Final Trials for License. 
Scripture : Paul´s Letters to the churches. Romans "“ 2 Thessalonians (inclusive).
Westminster Confession of Faith
Sermon: (preach before Presbytery).
Sermon: (submit written manuscript).
Hebrew Exegesis: Given Text (exercise is to highlight shades of meaning/significance).
Greek Exegesis:Given Text (exercise is to highlight shades of 
meaning/significance).
Thesis: Write a 10,000 word Thesis.

In addition to this, I preached over 400 times(Free Church of Scotland, Associated Presbyterian Church of Canada and Scotland, Orthodox Christian Reformed Church, Free Reformed Church of North America, Free Presbyterian Church, Reformed Baptist, etc) during the 4 years of my training, taught over 200 catechism classes, and officiated 2 funerals.
How does this system compare to the grads of WTS or any other B&M institution when it comes to preperation? Most students that i have spoken to, when they see the massive Presbytery requirements (which have gone on for over 400 years in the Scottish Churches) say they could never become a minister in our Churches because the requirements are too high!
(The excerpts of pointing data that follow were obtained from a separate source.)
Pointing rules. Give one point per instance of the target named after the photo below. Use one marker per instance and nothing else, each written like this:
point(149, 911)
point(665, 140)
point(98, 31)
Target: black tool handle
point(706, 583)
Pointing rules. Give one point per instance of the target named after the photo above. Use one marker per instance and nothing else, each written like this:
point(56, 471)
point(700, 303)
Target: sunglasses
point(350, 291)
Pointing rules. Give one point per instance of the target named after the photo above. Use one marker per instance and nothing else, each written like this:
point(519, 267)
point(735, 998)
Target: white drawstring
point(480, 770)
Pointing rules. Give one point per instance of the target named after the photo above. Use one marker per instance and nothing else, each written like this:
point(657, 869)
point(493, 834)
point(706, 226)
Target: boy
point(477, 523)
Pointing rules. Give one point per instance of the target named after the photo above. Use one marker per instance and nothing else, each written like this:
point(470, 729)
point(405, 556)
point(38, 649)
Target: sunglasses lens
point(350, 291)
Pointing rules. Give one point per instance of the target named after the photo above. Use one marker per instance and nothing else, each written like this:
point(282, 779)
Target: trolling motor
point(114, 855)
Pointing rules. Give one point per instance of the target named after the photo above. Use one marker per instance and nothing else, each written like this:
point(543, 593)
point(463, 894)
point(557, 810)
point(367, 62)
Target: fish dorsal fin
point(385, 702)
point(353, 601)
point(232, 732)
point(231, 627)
DE is the perfect compliment to the Parish Church model, incorporating the academics with the practice. It is the better of the two system when used in this way. 

Kind regards,

Jerrold

[Edited on 12-14-2005 by JOwen]


----------



## C. Matthew McMahon (Dec 14, 2005)

Rev. Lewis & Dr. Clark:

Would either of you say that the "disposition", "character", "abilities", etc. of a student would also play a large role in which path one takes, or would you both say that your position remains "cookie cutter" about your respective views - (i.e. one size fits all)?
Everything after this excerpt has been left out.